Por unos instantes, el mensaje se introduce en el lenguaje profético y menciona al Vicario de Cristo, «que tendrá mucho que sufrir»; a la Iglesia, que «será entregada a grandes persecuciones» y «tendrá una crisis horrorosa». Será tal el estado de cosas, entonces, que «se abolirán el poder civil y el eclesiástico. Cada individuo tendrá que guiarse por sí mismo e imponerse a sus semejantes. Toda justicia será hollada y no se verá pronto por todas partes otra cosa que homicidios, odios, discordias, sin amor en la Humanidad, ni en las familias». Fragmentos de este mensaje de El Escorial coinciden con el denominado Secreto de La Salette, la revelación de la «bella Señora» (19-9-1846), aparición mariana declarada como auténtica por el entonces obispo de Grenoble, monseñor Filibert, el 19 de septiembre de 1851, a los cinco años exactos de producirse la manifestación.

Una descripción ciertamente desoladora; todo ello, sin duda, son los amargos frutos del pecado. Este lenguaje y sus profecías se encuentra igualmente en lo revelado a otras almas elegidas; entre ellas, santos elevados a los altares por la Iglesia (santa Hildegarda, santa Catalina de Siena, san Gaspar Búfalo, beata Ana María Taigi, san Juan Bosco, etc.), cuando se refieren a esa etapa de convulsión general, que coincidirá con el fin de los tiempos.

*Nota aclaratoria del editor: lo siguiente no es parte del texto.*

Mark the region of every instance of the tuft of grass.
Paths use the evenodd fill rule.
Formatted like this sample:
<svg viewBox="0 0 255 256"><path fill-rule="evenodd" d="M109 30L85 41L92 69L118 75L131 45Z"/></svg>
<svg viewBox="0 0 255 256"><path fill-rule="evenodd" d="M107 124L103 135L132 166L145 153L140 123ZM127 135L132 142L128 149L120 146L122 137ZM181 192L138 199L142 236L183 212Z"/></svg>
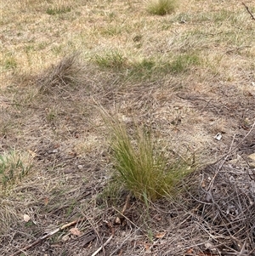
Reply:
<svg viewBox="0 0 255 256"><path fill-rule="evenodd" d="M150 0L147 11L156 15L166 15L173 13L178 6L177 0Z"/></svg>
<svg viewBox="0 0 255 256"><path fill-rule="evenodd" d="M39 76L37 82L42 93L62 92L70 87L83 84L84 74L86 71L80 61L79 54L74 53L47 69Z"/></svg>
<svg viewBox="0 0 255 256"><path fill-rule="evenodd" d="M101 68L122 70L127 65L127 58L119 51L111 51L95 55L94 62Z"/></svg>
<svg viewBox="0 0 255 256"><path fill-rule="evenodd" d="M111 132L112 162L126 188L144 202L177 191L178 184L194 170L182 157L167 157L147 128L136 128L133 136L105 110L103 118Z"/></svg>
<svg viewBox="0 0 255 256"><path fill-rule="evenodd" d="M32 159L27 153L15 151L0 155L0 185L3 188L20 181L32 168Z"/></svg>
<svg viewBox="0 0 255 256"><path fill-rule="evenodd" d="M178 74L186 71L190 65L199 65L200 59L196 54L181 54L170 63L169 70L172 73Z"/></svg>

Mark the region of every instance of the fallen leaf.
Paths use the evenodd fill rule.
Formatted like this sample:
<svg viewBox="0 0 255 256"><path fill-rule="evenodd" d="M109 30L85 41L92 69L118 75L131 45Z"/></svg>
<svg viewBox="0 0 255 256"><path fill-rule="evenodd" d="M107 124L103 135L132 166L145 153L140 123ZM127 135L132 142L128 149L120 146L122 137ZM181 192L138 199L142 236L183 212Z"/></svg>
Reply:
<svg viewBox="0 0 255 256"><path fill-rule="evenodd" d="M48 205L48 198L45 197L44 198L44 205Z"/></svg>
<svg viewBox="0 0 255 256"><path fill-rule="evenodd" d="M67 235L65 235L65 236L62 237L61 240L62 240L63 242L66 242L66 241L69 240L69 238L70 238L70 237L69 237L69 235L67 234Z"/></svg>
<svg viewBox="0 0 255 256"><path fill-rule="evenodd" d="M117 225L121 225L122 224L121 219L119 217L116 218L115 224L117 224Z"/></svg>
<svg viewBox="0 0 255 256"><path fill-rule="evenodd" d="M77 228L71 228L70 230L71 234L74 236L81 236L82 232Z"/></svg>
<svg viewBox="0 0 255 256"><path fill-rule="evenodd" d="M155 234L155 237L156 238L163 238L166 235L166 232L159 232Z"/></svg>
<svg viewBox="0 0 255 256"><path fill-rule="evenodd" d="M193 248L190 248L186 251L185 255L190 255L190 254L193 254Z"/></svg>
<svg viewBox="0 0 255 256"><path fill-rule="evenodd" d="M31 218L27 214L24 214L23 215L23 219L24 219L25 222L29 222L31 220Z"/></svg>

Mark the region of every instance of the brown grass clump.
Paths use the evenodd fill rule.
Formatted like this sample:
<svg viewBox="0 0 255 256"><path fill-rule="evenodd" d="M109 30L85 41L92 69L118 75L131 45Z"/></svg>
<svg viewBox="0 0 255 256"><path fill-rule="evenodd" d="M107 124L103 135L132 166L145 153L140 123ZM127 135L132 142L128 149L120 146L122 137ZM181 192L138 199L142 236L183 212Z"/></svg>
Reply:
<svg viewBox="0 0 255 256"><path fill-rule="evenodd" d="M255 30L245 6L181 0L159 16L143 1L2 2L0 155L16 149L24 166L30 152L34 168L14 162L0 174L0 254L254 254ZM95 102L123 124L113 147ZM165 186L158 174L167 179L187 151L207 168ZM129 188L122 167L136 171Z"/></svg>
<svg viewBox="0 0 255 256"><path fill-rule="evenodd" d="M177 0L150 0L147 10L153 14L165 15L173 13L177 6Z"/></svg>
<svg viewBox="0 0 255 256"><path fill-rule="evenodd" d="M57 65L47 69L37 82L43 93L64 92L75 88L78 84L84 84L84 72L79 54L75 53L63 58Z"/></svg>

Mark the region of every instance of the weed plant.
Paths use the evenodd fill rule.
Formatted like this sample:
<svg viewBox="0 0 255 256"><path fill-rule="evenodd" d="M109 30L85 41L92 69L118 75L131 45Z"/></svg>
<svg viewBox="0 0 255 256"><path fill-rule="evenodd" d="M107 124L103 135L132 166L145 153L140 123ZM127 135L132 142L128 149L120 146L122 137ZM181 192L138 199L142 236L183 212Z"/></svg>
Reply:
<svg viewBox="0 0 255 256"><path fill-rule="evenodd" d="M152 14L166 15L173 13L177 5L176 0L150 0L147 3L147 11Z"/></svg>
<svg viewBox="0 0 255 256"><path fill-rule="evenodd" d="M0 185L4 188L21 180L31 166L31 158L27 154L12 151L0 155Z"/></svg>
<svg viewBox="0 0 255 256"><path fill-rule="evenodd" d="M182 157L168 159L148 128L136 128L133 136L105 111L111 131L112 162L116 174L137 198L145 203L176 193L177 185L194 168Z"/></svg>

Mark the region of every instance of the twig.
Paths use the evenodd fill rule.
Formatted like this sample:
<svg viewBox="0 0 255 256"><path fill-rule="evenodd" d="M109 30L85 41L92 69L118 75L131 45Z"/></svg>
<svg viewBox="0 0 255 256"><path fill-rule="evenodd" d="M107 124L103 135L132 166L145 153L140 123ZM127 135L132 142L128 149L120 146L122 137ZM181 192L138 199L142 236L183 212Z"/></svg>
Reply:
<svg viewBox="0 0 255 256"><path fill-rule="evenodd" d="M85 216L85 214L83 213L82 213L82 214L86 218L86 216ZM104 243L103 243L103 240L102 240L101 236L99 235L99 231L97 230L97 229L95 228L95 226L94 225L94 224L89 220L89 219L86 218L86 219L88 221L88 223L90 224L90 225L94 229L94 231L96 233L98 238L99 239L100 243L101 243L101 247L102 247L102 249L103 249L103 255L105 256L105 247L104 247Z"/></svg>
<svg viewBox="0 0 255 256"><path fill-rule="evenodd" d="M249 8L242 2L241 3L244 7L246 8L246 9L247 10L247 12L249 13L249 14L251 15L252 20L255 20L255 17L253 16L252 13L249 10Z"/></svg>
<svg viewBox="0 0 255 256"><path fill-rule="evenodd" d="M122 212L117 210L115 207L112 207L114 210L116 210L119 214L121 214L122 217L124 217L127 220L128 220L131 224L133 224L136 228L138 228L139 230L143 231L141 228L139 228L137 225L135 225L132 220L130 220L127 216L125 216Z"/></svg>
<svg viewBox="0 0 255 256"><path fill-rule="evenodd" d="M103 247L105 247L110 242L110 240L112 239L113 237L113 235L111 235L108 239L107 241L102 245L100 246L91 256L95 256L97 255L101 250Z"/></svg>
<svg viewBox="0 0 255 256"><path fill-rule="evenodd" d="M231 146L230 146L230 149L228 153L226 153L225 155L224 155L223 156L219 157L218 160L216 160L215 162L210 162L207 164L207 166L210 166L210 165L213 165L217 162L218 162L219 161L224 159L225 161L225 158L228 157L231 153L233 153L242 143L243 141L248 137L248 135L252 133L252 131L253 130L255 127L255 122L253 122L253 124L252 125L252 128L250 128L250 130L247 132L247 134L244 136L244 138L233 148L231 149ZM232 141L233 143L233 141Z"/></svg>
<svg viewBox="0 0 255 256"><path fill-rule="evenodd" d="M16 255L19 255L20 253L24 252L24 251L26 251L30 248L31 248L32 247L36 246L37 244L40 243L41 242L42 242L43 240L52 236L53 235L58 233L59 231L60 230L63 230L80 221L82 221L82 219L76 219L76 220L74 220L72 222L70 222L70 223L67 223L64 225L62 225L61 227L59 227L58 229L54 230L52 230L50 231L49 233L46 234L45 236L42 236L41 237L39 237L37 241L33 242L32 243L27 245L26 247L23 247L22 249L19 249L19 251L17 251L16 253L13 253L11 256L16 256Z"/></svg>
<svg viewBox="0 0 255 256"><path fill-rule="evenodd" d="M130 201L130 196L131 196L131 193L129 193L129 194L127 196L126 202L125 202L124 207L123 207L123 208L122 208L122 214L125 213L126 210L127 210L128 208L128 204L129 204L129 201Z"/></svg>

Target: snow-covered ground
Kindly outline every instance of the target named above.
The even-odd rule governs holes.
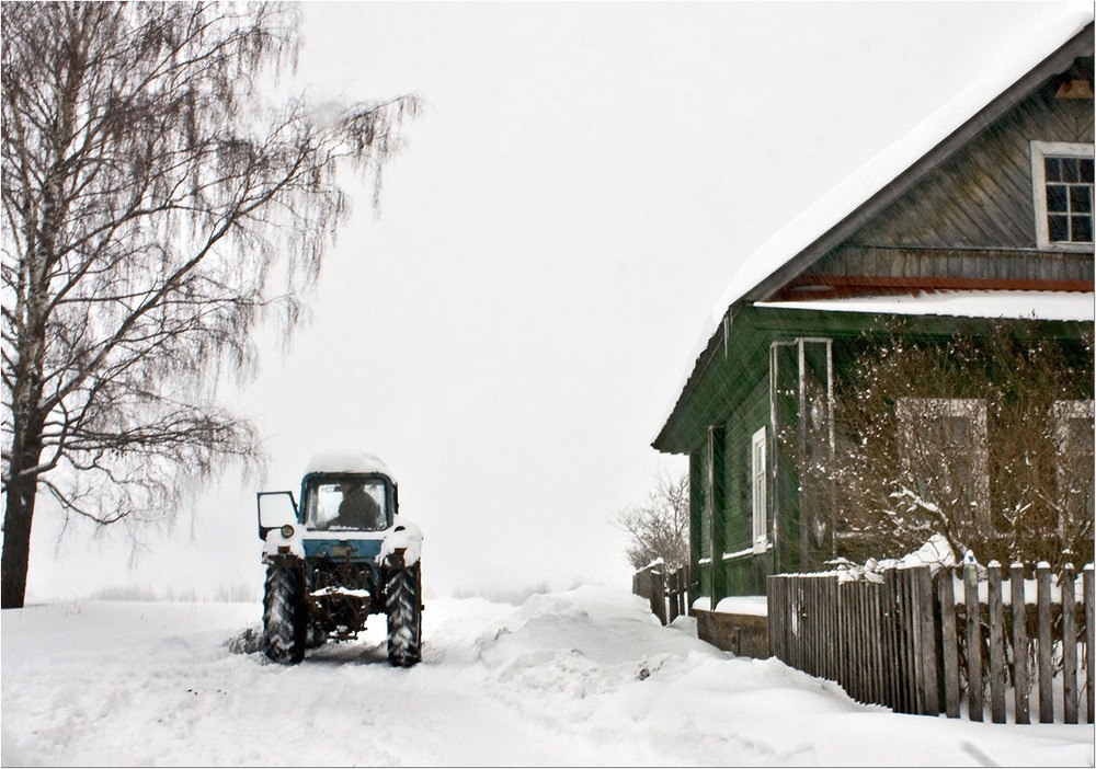
[[[1088,725],[894,715],[690,620],[585,586],[524,606],[436,598],[424,661],[384,618],[301,665],[233,651],[246,604],[2,613],[3,766],[1092,766]]]

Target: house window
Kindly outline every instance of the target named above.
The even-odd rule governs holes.
[[[750,450],[750,478],[752,481],[752,508],[753,508],[753,550],[755,553],[765,552],[768,546],[768,527],[766,526],[767,485],[766,485],[766,451],[765,451],[765,428],[754,433],[751,440]]]
[[[918,503],[969,509],[989,525],[985,401],[901,398],[897,414],[902,470]]]
[[[1093,518],[1093,402],[1054,403],[1054,449],[1058,464],[1058,531],[1063,539]]]
[[[1031,142],[1036,234],[1040,248],[1093,244],[1093,146]]]

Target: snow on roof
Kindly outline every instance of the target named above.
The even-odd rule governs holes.
[[[936,291],[918,296],[757,302],[756,307],[952,318],[1030,318],[1089,323],[1096,320],[1096,295],[1064,291]]]
[[[727,308],[853,214],[1092,21],[1092,13],[1071,13],[1032,35],[1025,45],[1011,49],[1006,60],[854,171],[779,230],[739,267],[712,309],[705,342],[711,336],[713,326],[722,321]]]
[[[710,318],[705,319],[701,334],[687,358],[689,367],[672,395],[670,408],[663,411],[662,424],[665,425],[677,408],[697,361],[723,322],[728,308],[855,213],[1092,21],[1091,11],[1071,12],[1031,35],[1023,45],[1009,48],[1007,59],[854,171],[747,256],[712,308]],[[812,307],[820,305],[812,303]]]
[[[392,478],[388,467],[380,459],[367,451],[356,449],[319,451],[308,460],[305,474],[310,472],[379,472]]]

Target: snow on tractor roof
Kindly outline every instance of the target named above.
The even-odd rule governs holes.
[[[306,474],[311,472],[379,472],[392,478],[388,467],[376,456],[354,449],[327,449],[312,455],[305,470]]]

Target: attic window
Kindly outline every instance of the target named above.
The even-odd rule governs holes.
[[[1093,244],[1093,146],[1031,142],[1036,233],[1040,248]]]

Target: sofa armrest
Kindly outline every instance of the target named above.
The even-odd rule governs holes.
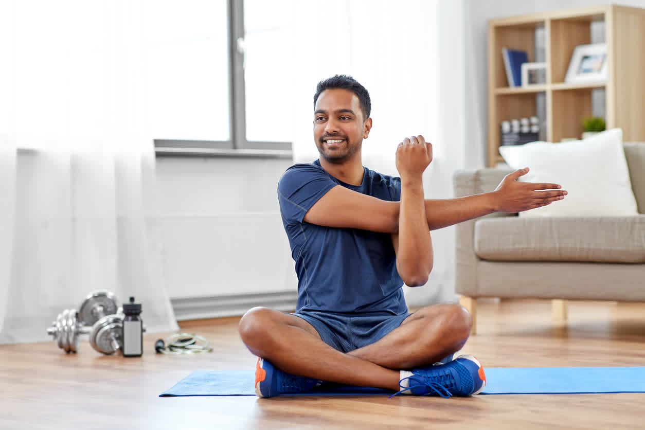
[[[457,170],[453,175],[455,197],[462,197],[492,191],[511,171],[495,168]],[[508,217],[512,214],[496,213],[486,216]],[[455,292],[470,297],[478,296],[477,263],[479,258],[475,253],[476,220],[471,219],[455,226]]]

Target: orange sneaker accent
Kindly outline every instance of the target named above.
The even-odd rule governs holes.
[[[255,386],[264,380],[265,378],[266,378],[266,371],[260,367],[260,358],[258,358],[257,363],[255,364]]]

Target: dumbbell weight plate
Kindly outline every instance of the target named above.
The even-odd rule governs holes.
[[[90,332],[90,344],[100,353],[112,354],[123,344],[123,317],[106,315],[97,321]],[[115,345],[115,342],[117,345]]]
[[[70,309],[67,314],[67,324],[65,325],[66,346],[65,352],[75,353],[79,349],[79,326],[76,319],[76,309]]]
[[[67,352],[67,336],[66,335],[66,326],[67,324],[67,315],[70,309],[66,309],[61,313],[58,314],[56,318],[56,344],[58,347]]]
[[[110,291],[94,291],[79,307],[78,319],[81,325],[93,326],[101,317],[116,313],[118,308],[114,294]]]

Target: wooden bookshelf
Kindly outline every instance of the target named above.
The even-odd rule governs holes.
[[[591,41],[591,24],[604,22],[608,79],[602,83],[564,82],[574,48]],[[544,28],[546,83],[509,88],[502,48],[522,50],[535,61],[535,30]],[[605,90],[607,128],[620,127],[623,139],[645,141],[645,9],[608,5],[498,18],[488,21],[488,158],[499,155],[503,121],[537,114],[536,95],[546,101],[546,136],[550,142],[580,138],[582,119],[591,115],[591,93]]]

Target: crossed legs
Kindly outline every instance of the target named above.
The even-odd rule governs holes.
[[[255,355],[300,376],[365,387],[399,389],[400,370],[426,366],[459,351],[472,321],[458,304],[423,308],[377,342],[346,353],[321,339],[295,315],[254,308],[242,317],[242,341]]]

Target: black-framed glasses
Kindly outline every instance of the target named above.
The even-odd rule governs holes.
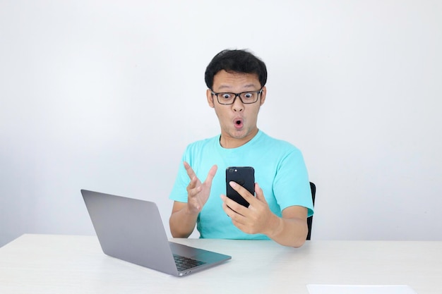
[[[216,99],[220,104],[233,104],[237,97],[239,97],[239,100],[244,104],[251,104],[258,101],[259,95],[263,92],[263,89],[261,88],[259,91],[243,92],[241,93],[229,93],[225,92],[215,93],[212,90],[210,90],[210,92],[212,95],[216,96]]]

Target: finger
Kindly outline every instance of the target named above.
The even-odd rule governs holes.
[[[193,171],[193,170],[191,167],[190,164],[189,164],[186,161],[184,161],[183,164],[184,164],[184,169],[186,169],[186,171],[187,172],[187,176],[189,176],[190,179],[191,180],[193,178],[196,178],[196,175],[195,174],[195,172]]]
[[[249,203],[250,203],[251,201],[254,201],[255,197],[253,197],[253,195],[252,195],[250,192],[247,190],[247,189],[246,189],[241,185],[239,185],[234,181],[229,182],[229,185],[230,185],[230,187],[233,188],[233,190],[239,193],[239,195],[242,196],[243,198],[244,198],[244,200]]]
[[[207,183],[208,185],[212,185],[212,180],[213,178],[215,178],[215,175],[216,174],[217,171],[218,170],[218,166],[215,164],[210,168],[209,173],[207,175],[207,178],[205,178],[205,181],[204,183]]]
[[[247,213],[247,207],[242,206],[235,200],[233,200],[222,194],[221,195],[221,199],[224,202],[222,204],[224,211],[231,218],[235,214],[244,216]]]
[[[258,185],[258,183],[255,183],[255,195],[256,196],[256,199],[262,201],[263,202],[267,203],[267,200],[264,197],[264,192],[263,192],[263,189]]]

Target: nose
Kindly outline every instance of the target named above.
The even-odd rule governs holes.
[[[232,109],[234,111],[242,111],[244,110],[244,104],[242,103],[239,96],[235,97],[232,104]]]

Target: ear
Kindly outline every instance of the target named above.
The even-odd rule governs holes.
[[[260,102],[260,106],[263,105],[265,102],[265,95],[267,94],[267,88],[265,86],[263,87],[263,92],[261,93],[261,99]]]
[[[205,96],[207,96],[207,102],[209,104],[209,106],[215,108],[215,105],[213,105],[213,96],[212,95],[210,89],[208,89],[207,91],[205,91]]]

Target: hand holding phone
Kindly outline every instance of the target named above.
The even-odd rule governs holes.
[[[240,204],[249,207],[249,202],[229,184],[234,181],[255,195],[255,170],[251,166],[230,166],[226,169],[226,195]]]

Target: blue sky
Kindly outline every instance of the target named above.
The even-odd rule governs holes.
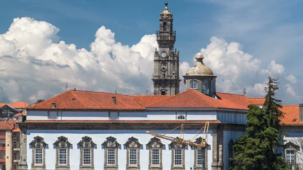
[[[102,26],[115,33],[116,42],[131,46],[145,35],[155,34],[159,29],[159,12],[163,10],[165,2],[2,1],[0,34],[8,31],[14,18],[27,17],[58,28],[60,31],[57,35],[60,40],[74,44],[77,49],[90,50],[96,31]],[[168,2],[169,10],[174,13],[174,29],[177,32],[175,46],[180,50],[181,62],[192,66],[194,55],[201,48],[207,48],[212,37],[224,39],[228,43],[237,42],[242,51],[261,61],[260,70],[270,70],[269,66],[274,60],[275,63],[283,66],[284,74],[272,75],[295,77],[295,83],[291,87],[301,100],[303,19],[300,10],[303,1],[168,0]],[[222,76],[224,74],[218,72],[217,75]],[[263,79],[254,81],[264,83]],[[250,84],[254,86],[254,83]],[[225,90],[228,90],[222,88],[221,91]]]

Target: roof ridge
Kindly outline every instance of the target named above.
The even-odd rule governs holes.
[[[163,101],[163,100],[165,100],[168,99],[169,99],[169,98],[171,98],[171,97],[174,97],[174,96],[177,96],[177,95],[180,95],[180,94],[182,94],[182,93],[185,93],[185,92],[186,92],[186,91],[188,91],[188,90],[191,90],[191,89],[189,89],[189,90],[186,90],[186,91],[182,91],[182,92],[181,92],[181,93],[178,93],[178,94],[175,94],[175,95],[171,95],[171,96],[168,97],[167,97],[167,98],[165,98],[165,99],[163,99],[163,100],[160,100],[160,101],[157,101],[157,102],[155,102],[155,103],[152,103],[152,104],[148,104],[148,105],[147,105],[145,106],[145,108],[146,108],[146,107],[147,107],[148,106],[150,106],[150,105],[151,105],[155,104],[156,104],[156,103],[158,103],[158,102],[160,102],[160,101]]]
[[[208,102],[209,102],[210,103],[211,103],[212,104],[213,104],[213,105],[214,106],[215,106],[215,107],[218,107],[218,108],[219,108],[219,107],[218,107],[218,106],[217,105],[215,104],[215,103],[213,103],[213,102],[212,102],[211,101],[210,101],[210,100],[209,100],[209,99],[207,98],[207,97],[205,97],[205,96],[208,96],[208,97],[209,97],[209,96],[208,96],[208,95],[205,95],[205,94],[203,94],[202,93],[200,93],[200,92],[198,92],[198,91],[196,91],[196,90],[193,90],[193,89],[192,89],[192,90],[194,90],[194,91],[195,91],[195,92],[196,93],[198,93],[199,95],[201,95],[201,96],[202,96],[202,97],[203,97],[204,99],[205,99],[206,100],[207,100]]]
[[[236,95],[237,96],[245,96],[243,94],[233,94],[233,93],[223,93],[223,92],[217,92],[217,93],[222,93],[222,94],[231,94],[231,95]],[[245,96],[246,97],[246,96]]]
[[[69,90],[69,91],[70,91],[72,92],[72,93],[73,94],[73,95],[74,96],[75,96],[75,97],[76,97],[76,98],[77,98],[77,99],[78,99],[78,100],[79,100],[79,101],[80,101],[80,102],[81,103],[82,103],[83,105],[84,105],[85,106],[86,106],[86,107],[87,107],[87,108],[89,107],[88,107],[88,106],[87,106],[87,105],[86,105],[85,103],[84,103],[84,102],[83,102],[83,101],[82,101],[82,100],[81,100],[80,99],[80,98],[79,98],[79,97],[78,97],[78,96],[77,96],[77,95],[76,94],[75,94],[75,93],[74,93],[74,92],[73,91],[73,90]]]
[[[116,94],[116,93],[109,93],[109,92],[102,92],[102,91],[88,91],[88,90],[69,90],[69,91],[79,91],[79,92],[90,92],[90,93],[106,93],[106,94],[115,94],[115,95],[123,95],[123,96],[129,96],[129,95],[128,94]]]

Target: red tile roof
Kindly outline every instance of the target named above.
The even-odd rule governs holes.
[[[116,97],[116,103],[113,101]],[[52,103],[56,103],[56,108]],[[69,90],[27,109],[143,109],[144,108],[127,95],[87,91]]]
[[[145,107],[172,96],[170,95],[131,95],[137,102]]]
[[[0,122],[0,130],[11,130],[14,128],[14,123]]]
[[[302,125],[299,123],[300,113],[298,105],[283,105],[280,110],[284,113],[281,123],[285,125]]]
[[[29,104],[24,101],[17,101],[14,103],[0,103],[0,107],[3,107],[7,104],[14,108],[24,108],[29,105]]]
[[[18,113],[15,115],[14,115],[14,117],[19,117],[19,116],[21,115],[21,114],[22,115],[22,116],[26,116],[26,113],[24,111],[22,112],[22,113]]]
[[[218,120],[26,120],[26,123],[218,123]]]
[[[250,103],[255,105],[263,105],[265,102],[264,97],[247,97],[247,100]]]
[[[146,107],[171,108],[225,108],[248,109],[247,106],[233,102],[227,98],[216,99],[196,90],[189,89],[172,96],[166,99],[147,105]]]

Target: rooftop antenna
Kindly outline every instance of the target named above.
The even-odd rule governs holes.
[[[66,89],[66,91],[67,91],[68,88],[68,84],[67,84],[67,83],[66,83],[66,85],[65,85],[65,89]]]

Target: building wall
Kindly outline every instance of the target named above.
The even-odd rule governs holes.
[[[223,135],[223,163],[224,163],[224,170],[228,170],[229,167],[229,156],[228,144],[231,140],[233,140],[234,143],[241,135],[246,134],[246,132],[243,131],[224,131]]]
[[[154,132],[164,134],[167,131],[152,131]],[[184,138],[185,139],[191,139],[195,135],[197,131],[186,131]],[[173,131],[172,134],[168,136],[177,137],[180,136],[179,131]],[[71,169],[79,169],[79,163],[80,159],[80,150],[77,144],[81,140],[81,137],[87,135],[92,138],[92,141],[96,143],[94,152],[94,167],[95,169],[103,169],[104,164],[104,149],[103,148],[102,144],[105,141],[106,138],[110,136],[117,138],[118,143],[121,144],[118,149],[118,162],[119,169],[125,169],[126,164],[126,150],[124,146],[127,139],[133,136],[137,138],[139,143],[142,144],[140,150],[140,169],[147,170],[148,165],[148,150],[146,144],[148,142],[149,139],[153,137],[153,136],[146,134],[145,131],[142,130],[27,130],[27,160],[28,168],[30,169],[30,165],[32,161],[32,150],[30,148],[29,144],[33,140],[33,138],[37,136],[40,136],[44,138],[44,141],[48,144],[45,149],[45,160],[46,169],[55,169],[56,161],[56,149],[53,143],[57,140],[57,138],[61,136],[64,136],[68,138],[69,141],[72,144],[70,149],[70,165]],[[200,136],[198,136],[197,137]],[[165,144],[163,150],[163,169],[170,169],[171,162],[171,150],[168,146],[171,142],[164,139],[161,139],[162,142]],[[209,131],[208,135],[208,143],[211,146],[209,147],[208,150],[208,169],[211,169],[212,156],[212,132]],[[185,149],[185,168],[189,169],[191,165],[193,164],[193,150],[191,150],[188,147]],[[191,154],[192,156],[190,156]],[[192,159],[191,160],[191,157]]]
[[[5,132],[5,164],[7,170],[12,169],[12,132],[7,130]]]

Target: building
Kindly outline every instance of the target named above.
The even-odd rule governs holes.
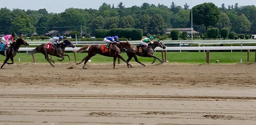
[[[171,31],[173,30],[178,30],[180,31],[180,32],[187,32],[187,34],[189,35],[191,34],[191,28],[170,28],[170,29],[166,29],[166,34],[167,35],[169,35],[171,34]],[[193,33],[200,33],[197,31],[195,31],[194,30],[194,29],[193,29]]]

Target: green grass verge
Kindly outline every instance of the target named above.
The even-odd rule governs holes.
[[[75,62],[74,55],[73,53],[66,53],[70,56],[71,61]],[[87,56],[87,53],[77,53],[77,57],[78,61],[82,60],[83,58]],[[157,52],[154,53],[155,55],[162,58],[161,52]],[[206,53],[203,52],[168,52],[167,53],[167,60],[170,63],[206,63]],[[243,62],[247,62],[247,52],[242,52],[242,59]],[[121,54],[122,56],[125,60],[128,58],[126,53]],[[254,62],[255,52],[251,52],[250,56],[250,62]],[[219,60],[220,63],[235,63],[240,61],[240,52],[210,52],[210,61],[212,63],[215,63],[216,60]],[[5,60],[5,57],[1,56],[0,61],[3,62]],[[36,53],[35,55],[36,61],[37,62],[48,63],[44,59],[44,56],[41,53]],[[154,60],[154,58],[144,57],[138,56],[139,61],[143,63],[151,63]],[[18,58],[20,59],[20,62],[18,62]],[[56,62],[59,62],[56,60],[59,58],[53,57],[53,59]],[[33,62],[32,56],[28,55],[26,53],[21,53],[17,54],[14,57],[14,62],[16,63],[30,63]],[[113,63],[113,58],[96,55],[91,58],[91,62],[90,63]],[[9,62],[10,61],[9,61]],[[133,58],[131,61],[135,62],[134,59]],[[69,60],[67,57],[65,57],[65,59],[62,62],[68,62]],[[157,63],[159,61],[156,60]],[[124,63],[121,61],[121,63]]]

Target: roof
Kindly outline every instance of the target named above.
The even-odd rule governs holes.
[[[181,32],[186,31],[187,32],[188,34],[191,34],[191,28],[169,28],[166,29],[166,33],[167,34],[171,34],[171,31],[173,30],[178,30],[180,31]],[[193,28],[193,33],[200,33],[197,31],[194,30],[194,28]]]

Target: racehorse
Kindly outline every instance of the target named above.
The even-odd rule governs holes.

La realidad de dichas predicciones únicamente será confirmada con el paso del tiempo.

En el último párrafo, hay una invitación a aceptar la cruz y el sufrimiento, meditando en sus saludables efectos para la salvación del alma y para poder gozar de una eternidad dichosa:

«No os importe sufrir, hijos míos, que luego, mira lo que os espera; qué maravilloso es todo esto. Aquí no hay envidias, hijos míos; aquí no hay maldades, todo es amor, todo es felicidad, todo es pureza. Sufrid, hijos míos, que vale la pena sufrir para alcanzar todo esto».

Insiste, al terminar, en la virtud de la humildad, que es «la base principal de todo»; lo mismo que «la soberbia es la que condena a todos los humanos, pues el Infierno está lleno de soberbios, y Satanás ha formado su ejército con la soberbia».

El orgullo, la arrogancia, la soberbia… son el sello de Satanás y sus secuaces. Comentando el pasaje de Isaías 14, 9 ss, que se ha aplicado para describir la soberbia de Satanás o algún príncipe de los demonios, dice san Jerónimo: «Lucifer, que nació a la mañana, cayó del Cielo, y el que fue hartado con los deleites del Paraíso, mereció oír: “Si te levantares cual águila, ahí te derribaré, dice el Señor” (Ab, v. 4)». «Las palabras: “¡No te serviré!” (Jr 2, 20) manifiestan el radical e irreversible rechazo de tomar parte en la edificación del Reino de Dios en el mundo creado. “Satanás”, el espíritu rebelde, quiere su propio reino, no el de Dios, y se yergue como el primer “adversario” del Creador, como opositor de la Providencia, como antagonista de la amorosa sabiduría de Dios» (san Juan Pablo II, Audiencia General, 23-7-1986).